How to containerize a HuggingFace Transformers Model using Docker and Flask?
HuggingFace have made a huge impact on Natural Language Processing domain by making lots of Transformers models available online. One problem I faced during my MLOPS process is to deploy one of those HuggingFace models for sentiment analysis. In this post, I will shortly summarize what I did to deploy a HuggingFace model using Docker and Flask.
I assume the reader has a basic knowledge about Docker, TensorFlow, Transformers, Flask and PyTorch libraries. The source code can be found at my github repo.
Required libraries: Flask, transformers, TensorFlow. (pip or conda as you wish, I used pip).
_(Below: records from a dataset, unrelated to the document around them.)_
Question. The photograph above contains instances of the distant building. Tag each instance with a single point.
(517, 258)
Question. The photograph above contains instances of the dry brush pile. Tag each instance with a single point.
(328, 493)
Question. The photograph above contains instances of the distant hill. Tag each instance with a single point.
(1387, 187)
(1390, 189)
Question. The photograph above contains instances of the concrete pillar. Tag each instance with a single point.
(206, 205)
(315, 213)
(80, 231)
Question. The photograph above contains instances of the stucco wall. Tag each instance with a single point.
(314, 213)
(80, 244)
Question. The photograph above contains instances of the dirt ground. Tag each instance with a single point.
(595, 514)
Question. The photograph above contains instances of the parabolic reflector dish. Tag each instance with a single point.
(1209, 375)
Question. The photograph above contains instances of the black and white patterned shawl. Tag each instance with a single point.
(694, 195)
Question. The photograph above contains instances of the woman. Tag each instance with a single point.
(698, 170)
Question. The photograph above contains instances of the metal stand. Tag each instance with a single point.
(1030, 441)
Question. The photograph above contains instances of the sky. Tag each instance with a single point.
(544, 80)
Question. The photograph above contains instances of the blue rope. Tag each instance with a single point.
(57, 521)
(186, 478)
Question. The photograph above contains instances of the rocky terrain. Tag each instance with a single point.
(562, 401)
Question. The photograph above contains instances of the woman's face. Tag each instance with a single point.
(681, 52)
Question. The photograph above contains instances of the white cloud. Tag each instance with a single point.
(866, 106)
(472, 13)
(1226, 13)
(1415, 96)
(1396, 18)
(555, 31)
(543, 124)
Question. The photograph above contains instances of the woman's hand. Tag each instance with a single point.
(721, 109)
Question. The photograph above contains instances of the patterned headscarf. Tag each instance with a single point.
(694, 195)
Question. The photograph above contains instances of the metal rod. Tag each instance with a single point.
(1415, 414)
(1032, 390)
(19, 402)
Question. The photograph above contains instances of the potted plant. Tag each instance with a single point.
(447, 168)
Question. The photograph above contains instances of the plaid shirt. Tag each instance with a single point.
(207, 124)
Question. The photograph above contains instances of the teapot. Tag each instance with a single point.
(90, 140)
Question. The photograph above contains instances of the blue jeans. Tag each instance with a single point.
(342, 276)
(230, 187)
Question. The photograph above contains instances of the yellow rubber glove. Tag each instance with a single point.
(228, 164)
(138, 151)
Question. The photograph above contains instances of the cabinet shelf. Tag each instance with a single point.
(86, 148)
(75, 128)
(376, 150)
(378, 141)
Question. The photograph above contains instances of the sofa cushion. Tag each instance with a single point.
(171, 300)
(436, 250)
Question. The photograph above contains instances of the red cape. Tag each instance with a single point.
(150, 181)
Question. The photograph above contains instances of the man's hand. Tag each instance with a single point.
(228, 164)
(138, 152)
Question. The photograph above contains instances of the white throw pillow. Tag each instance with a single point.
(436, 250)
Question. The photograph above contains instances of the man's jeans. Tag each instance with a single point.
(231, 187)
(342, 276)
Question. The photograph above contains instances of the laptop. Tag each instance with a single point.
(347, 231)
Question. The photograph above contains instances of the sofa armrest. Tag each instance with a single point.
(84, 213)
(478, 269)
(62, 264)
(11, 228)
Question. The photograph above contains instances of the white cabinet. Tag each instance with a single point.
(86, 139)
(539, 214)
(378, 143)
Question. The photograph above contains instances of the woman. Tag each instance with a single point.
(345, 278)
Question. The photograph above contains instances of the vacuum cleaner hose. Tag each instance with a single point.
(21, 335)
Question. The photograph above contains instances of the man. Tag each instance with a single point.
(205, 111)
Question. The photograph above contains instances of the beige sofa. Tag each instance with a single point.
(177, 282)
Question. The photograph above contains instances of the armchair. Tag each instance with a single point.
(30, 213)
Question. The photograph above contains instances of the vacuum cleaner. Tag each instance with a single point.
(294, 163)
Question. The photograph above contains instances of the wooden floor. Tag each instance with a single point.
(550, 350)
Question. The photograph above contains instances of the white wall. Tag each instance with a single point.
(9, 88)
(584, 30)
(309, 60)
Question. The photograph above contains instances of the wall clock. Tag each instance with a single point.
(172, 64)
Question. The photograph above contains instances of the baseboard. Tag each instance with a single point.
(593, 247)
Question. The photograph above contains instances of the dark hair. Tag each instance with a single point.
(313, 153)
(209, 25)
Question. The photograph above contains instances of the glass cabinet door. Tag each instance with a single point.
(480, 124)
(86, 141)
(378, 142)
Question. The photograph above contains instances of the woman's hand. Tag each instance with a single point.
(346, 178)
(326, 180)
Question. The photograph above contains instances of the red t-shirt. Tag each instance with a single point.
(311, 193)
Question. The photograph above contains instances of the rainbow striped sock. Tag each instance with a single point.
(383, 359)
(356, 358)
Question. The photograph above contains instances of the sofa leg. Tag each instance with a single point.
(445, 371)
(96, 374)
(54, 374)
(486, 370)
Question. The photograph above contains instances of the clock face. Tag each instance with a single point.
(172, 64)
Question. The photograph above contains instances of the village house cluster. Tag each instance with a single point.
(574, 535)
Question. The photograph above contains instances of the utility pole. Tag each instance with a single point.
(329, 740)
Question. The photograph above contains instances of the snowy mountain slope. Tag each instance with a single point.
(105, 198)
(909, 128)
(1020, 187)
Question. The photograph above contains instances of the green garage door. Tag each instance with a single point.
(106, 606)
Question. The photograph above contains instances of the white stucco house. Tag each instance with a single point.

If you are using TensorFlow, as I do, you will need PyTorch only if you are using a HuggingFace model trained on PyTorch, with the flag from_pt=true. But, to reload and re-use the model from local you don’t need PyTorch again, so it will not be needed in your container.
Step 1: Load and save the transformer model in a local directory using save_hf_model.py
Your saved models/transformers directory should look like this:
Load your model from local directory back and test your loaded model by comparing the results of two models, the original and the loaded one.
Step 2: Create a minimal flask app, in fact you can use the one at my github repo without changing anything. Just replace your model with the one in the models/transformers directory. Recommend to test your app at this level again by running with flask.
Step 3: Containerize the app using Dockerfile:
docker build — tag mlapp .
docker run -i -p 9000:5000 mlapp
(add -d flag to run in detach mode in the background, you can change 9000 as you need)
- Check if your docker is up and running docker ps
- Check if the container is responding
curl 127.0.0.1:9000 -v
Step 4: Test your model with make_req.py. Please note that your data should be in the correct format, for example, as you tested your model in save_hf_model.py.
Step 5: To stop your docker container
docker stop 1fbcac69069c
Your model is now running in your container, ready to deploy anywhere.
Happy machine learning!